6.19.2009

1985 New Dimensions

More depth, texture, assemblage.

Less sign and symbol...more story.


Chiefs and Indians (canvas, 48 x 56 inches)




















Age of Leisure (canvas, 60 x 40 inches)























World Is Moving (40 x 40 inches)

1985 East Sixth Street Studio

Top left three windows were mine...August 1979 until August 1992.


By 1985, I was using larger canvases and incorporating fabric and image collage into the painting.

Left: Generations (canvas, 68 x 24 inches) The hankies collaged onto this one are from the same collection of hankies shown in the earlier photo.



Center: Mendoza's Music (paper on wood frame, 62 x 37 inches) This was done prior to other two...experimenting further with texture...collaged cardboard and modeling paste are used here.


Right: Population (canvas, 50 x 50 inches) I picked up this piece of bark cloth at a fea market and I have sought out this vintage fabric ever since.

1985 Experimentation

Presentation is an ongoing concern. Stretched canvas is traditional. Paper is nice, but needs framing (expensive). So I made a few paintings on that heavy rag paper that I stapled to these primitive crossed wood frames, tied together with string, and extended the painting onto the frame.

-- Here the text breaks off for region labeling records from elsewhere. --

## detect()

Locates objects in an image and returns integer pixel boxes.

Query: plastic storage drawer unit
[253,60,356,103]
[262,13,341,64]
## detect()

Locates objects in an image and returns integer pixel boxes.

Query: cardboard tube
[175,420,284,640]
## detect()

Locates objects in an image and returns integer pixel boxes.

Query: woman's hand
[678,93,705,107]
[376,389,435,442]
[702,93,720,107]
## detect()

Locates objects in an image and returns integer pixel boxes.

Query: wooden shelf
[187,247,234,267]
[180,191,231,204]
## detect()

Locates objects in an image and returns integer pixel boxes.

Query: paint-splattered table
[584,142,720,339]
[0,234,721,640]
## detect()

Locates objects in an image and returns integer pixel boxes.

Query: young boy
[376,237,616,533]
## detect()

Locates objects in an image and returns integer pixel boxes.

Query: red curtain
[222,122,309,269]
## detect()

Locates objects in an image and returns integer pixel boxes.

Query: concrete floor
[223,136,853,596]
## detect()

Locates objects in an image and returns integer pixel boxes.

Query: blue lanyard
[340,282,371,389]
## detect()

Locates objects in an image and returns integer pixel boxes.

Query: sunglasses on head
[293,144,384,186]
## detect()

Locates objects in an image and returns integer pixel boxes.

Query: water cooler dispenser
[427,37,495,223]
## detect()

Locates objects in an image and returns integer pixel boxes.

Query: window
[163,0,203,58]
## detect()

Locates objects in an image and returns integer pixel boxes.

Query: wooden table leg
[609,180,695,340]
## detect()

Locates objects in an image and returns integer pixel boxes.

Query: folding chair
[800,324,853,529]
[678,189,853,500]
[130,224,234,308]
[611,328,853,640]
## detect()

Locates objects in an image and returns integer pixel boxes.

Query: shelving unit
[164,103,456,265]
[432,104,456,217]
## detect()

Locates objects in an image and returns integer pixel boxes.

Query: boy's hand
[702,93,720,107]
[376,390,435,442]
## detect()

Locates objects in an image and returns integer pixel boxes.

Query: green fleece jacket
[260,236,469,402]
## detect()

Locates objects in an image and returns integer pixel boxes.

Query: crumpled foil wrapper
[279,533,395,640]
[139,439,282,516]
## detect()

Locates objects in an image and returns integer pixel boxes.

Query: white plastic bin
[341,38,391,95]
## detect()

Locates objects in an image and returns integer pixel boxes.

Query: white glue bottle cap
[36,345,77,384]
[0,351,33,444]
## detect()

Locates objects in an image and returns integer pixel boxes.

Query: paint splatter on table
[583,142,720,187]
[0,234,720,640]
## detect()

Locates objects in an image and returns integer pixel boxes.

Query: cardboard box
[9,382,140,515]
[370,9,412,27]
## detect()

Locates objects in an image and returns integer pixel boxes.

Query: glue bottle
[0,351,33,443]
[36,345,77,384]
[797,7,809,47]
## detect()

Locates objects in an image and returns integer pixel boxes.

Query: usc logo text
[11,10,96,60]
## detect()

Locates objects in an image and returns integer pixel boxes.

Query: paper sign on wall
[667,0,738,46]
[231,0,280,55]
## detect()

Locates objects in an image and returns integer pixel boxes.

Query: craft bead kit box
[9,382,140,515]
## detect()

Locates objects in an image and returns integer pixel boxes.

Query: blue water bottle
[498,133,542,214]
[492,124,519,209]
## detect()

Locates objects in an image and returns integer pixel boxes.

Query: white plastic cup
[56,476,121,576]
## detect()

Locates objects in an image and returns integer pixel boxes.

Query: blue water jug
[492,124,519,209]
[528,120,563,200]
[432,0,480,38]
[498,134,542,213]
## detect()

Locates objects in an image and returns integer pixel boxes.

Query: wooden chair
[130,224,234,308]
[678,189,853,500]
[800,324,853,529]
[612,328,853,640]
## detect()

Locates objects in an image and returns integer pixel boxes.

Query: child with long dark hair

I was quite pleased until I went to an opening of a Jean Michel Basquiat show and saw that he had several paintings presented in much the same way. Good ideas tend to arise like weather. I was flattered that my thoughts were in line with his, but I had to stop doing that immediately.

Certain forms that become a kind of language repeat over time...ladder, cone, pitcher, stripe, egg, tangled lines.


Pilot Smelling Grass (48 x 48 inches)





















Falling In Time (40 x 48 inches)






6.18.2009

1986 More Experimentation

Instead of crossed wood frame, I tried assembling a more conventional wood frame with canvas stapled to the back. I made several paintings using this approach. This one hung in the office of Morris Slotin's father in Savannah, Georgia.


Spring (36 x 36 inches)

Big Art

For about a year in 1986 I rented a 300 square foot studio downtown on Broadway near Franklin Street. I felt that I had arrived in some way. In this space, I tried to make art that was bigger and looked like something that might be shown in a spacious gallery space. Eventually, I discovered that I really preferred working at home on a more intimate scale. At the time, I was entirely influenced by the mirage of 80s...our big expensive world was on the rise.

Toy Future, acrylic on canvas, 60 x 126 inches


1986 Playing Cards

As a kid, I played Go Fish, Crazy Eights, and Rummy with these cards.